Certain business owners have narrow, short term views by taking immediate market share when in reality they should have long term visions and goals.

A prime example of this is a packaging business trying to attract younger generations (potential customers) to their products via sustainability. Certain businesses are green-washing while others have legitimate sustainable materials. It does not help when the former invest in lobbyists and public relation firms to distort perceptions.

The government is going to have to step-in and meet with the packaging industry to improve relations especially when it comes to sustainability. Extended Producer Responsibility (EPR) will be enforced since certain business is demanding tax breaks for construction of Material Recovery Facilities (MRF’s) for the materials they produce.

Businesses already receive tax incentives for having packaging manufacturing facilities within certain locations and jurisdictions to improve employment. It’s counter-intuitive to give companies these benefits when they’re the only ones reaping the rewards.

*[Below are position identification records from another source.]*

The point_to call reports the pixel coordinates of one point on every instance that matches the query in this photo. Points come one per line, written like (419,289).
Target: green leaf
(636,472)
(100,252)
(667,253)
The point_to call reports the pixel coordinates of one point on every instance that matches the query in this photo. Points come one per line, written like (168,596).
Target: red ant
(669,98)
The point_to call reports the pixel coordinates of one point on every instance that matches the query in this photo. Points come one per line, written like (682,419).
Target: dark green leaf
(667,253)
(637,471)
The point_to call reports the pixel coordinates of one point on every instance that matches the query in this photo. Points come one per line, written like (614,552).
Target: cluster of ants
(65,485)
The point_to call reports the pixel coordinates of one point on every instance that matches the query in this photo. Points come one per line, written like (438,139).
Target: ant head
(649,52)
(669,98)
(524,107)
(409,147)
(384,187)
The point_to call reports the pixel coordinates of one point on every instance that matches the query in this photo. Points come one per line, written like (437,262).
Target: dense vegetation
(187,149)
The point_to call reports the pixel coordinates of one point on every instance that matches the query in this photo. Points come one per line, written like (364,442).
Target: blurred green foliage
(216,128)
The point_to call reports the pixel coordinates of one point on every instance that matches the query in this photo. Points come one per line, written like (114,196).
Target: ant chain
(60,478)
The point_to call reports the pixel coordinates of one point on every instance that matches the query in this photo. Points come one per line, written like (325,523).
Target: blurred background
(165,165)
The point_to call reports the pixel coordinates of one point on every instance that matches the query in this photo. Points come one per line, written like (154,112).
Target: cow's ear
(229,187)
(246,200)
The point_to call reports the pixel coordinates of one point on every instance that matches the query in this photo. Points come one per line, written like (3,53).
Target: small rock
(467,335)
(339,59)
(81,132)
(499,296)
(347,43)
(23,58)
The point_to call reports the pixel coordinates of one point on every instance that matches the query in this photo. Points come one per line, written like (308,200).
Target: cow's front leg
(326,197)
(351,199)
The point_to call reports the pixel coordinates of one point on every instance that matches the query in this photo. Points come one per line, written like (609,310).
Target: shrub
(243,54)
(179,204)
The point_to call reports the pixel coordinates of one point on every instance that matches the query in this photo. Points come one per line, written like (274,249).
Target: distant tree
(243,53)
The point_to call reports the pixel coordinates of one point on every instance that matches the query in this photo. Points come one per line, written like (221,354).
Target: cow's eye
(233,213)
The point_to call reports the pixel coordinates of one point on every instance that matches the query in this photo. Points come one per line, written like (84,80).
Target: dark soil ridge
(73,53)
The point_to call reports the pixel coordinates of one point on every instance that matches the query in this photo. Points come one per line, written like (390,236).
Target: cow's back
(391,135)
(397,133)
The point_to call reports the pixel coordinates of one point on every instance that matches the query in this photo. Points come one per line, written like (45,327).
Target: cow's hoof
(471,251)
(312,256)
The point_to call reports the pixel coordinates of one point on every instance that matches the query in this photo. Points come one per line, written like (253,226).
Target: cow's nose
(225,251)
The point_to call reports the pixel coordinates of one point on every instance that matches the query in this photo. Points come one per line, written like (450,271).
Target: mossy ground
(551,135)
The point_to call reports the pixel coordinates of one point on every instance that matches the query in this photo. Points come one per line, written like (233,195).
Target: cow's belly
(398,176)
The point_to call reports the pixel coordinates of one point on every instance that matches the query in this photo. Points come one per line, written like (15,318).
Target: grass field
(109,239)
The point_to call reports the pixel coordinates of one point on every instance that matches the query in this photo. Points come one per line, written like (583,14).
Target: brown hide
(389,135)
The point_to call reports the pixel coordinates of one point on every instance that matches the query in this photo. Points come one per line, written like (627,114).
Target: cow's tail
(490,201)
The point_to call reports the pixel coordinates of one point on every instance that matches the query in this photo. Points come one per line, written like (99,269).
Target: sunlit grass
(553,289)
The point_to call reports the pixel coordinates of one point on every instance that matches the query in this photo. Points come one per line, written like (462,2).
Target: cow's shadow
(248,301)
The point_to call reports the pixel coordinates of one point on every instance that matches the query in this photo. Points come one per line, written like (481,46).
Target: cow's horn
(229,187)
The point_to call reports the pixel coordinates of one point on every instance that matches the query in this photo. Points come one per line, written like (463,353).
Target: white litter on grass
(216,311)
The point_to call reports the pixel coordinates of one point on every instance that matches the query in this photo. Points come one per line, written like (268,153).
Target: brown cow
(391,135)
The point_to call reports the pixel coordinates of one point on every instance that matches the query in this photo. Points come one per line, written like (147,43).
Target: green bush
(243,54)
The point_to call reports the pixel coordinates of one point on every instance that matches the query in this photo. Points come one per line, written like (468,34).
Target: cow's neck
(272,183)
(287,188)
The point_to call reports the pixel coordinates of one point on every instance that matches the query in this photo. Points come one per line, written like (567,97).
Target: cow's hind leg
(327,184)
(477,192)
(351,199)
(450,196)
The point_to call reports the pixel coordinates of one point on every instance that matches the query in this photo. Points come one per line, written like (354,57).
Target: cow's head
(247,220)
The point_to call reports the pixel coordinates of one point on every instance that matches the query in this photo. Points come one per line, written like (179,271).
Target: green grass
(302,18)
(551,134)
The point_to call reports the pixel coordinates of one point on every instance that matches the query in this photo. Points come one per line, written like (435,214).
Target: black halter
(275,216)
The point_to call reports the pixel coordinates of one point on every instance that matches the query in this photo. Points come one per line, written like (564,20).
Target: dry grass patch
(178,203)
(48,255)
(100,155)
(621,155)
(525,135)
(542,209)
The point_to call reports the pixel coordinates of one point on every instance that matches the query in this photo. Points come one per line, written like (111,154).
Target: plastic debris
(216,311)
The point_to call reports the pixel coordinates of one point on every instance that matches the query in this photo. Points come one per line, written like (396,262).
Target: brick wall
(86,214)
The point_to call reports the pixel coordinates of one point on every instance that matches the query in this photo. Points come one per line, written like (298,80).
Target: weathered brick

How can the government continue to fund MRF’s when the packaging producers are not openly recycling their own products? A prime example is LDPE and Glass as these materials are less expensive to make from a virgin source compared to making recycled. If the government provides funding for these MRF’s; generally they want the companies who are going to benefit from the MRF’s to create jobs for people. If complete automation by computers, robots, and technology take over human jobs; what does this mean to these contracts? Furthermore; what happens to the the tax base that municipalities, counties, states, and countries depend on? It’s a complex issue.

Technology will continue to assist the packaging industry and business arena, but only to a certain extent. Thus, moving towards a 100% automated packaging system will most not likely happen in the near future. At least until there is a resolution to the human employment issue which is a main driver in all world economies.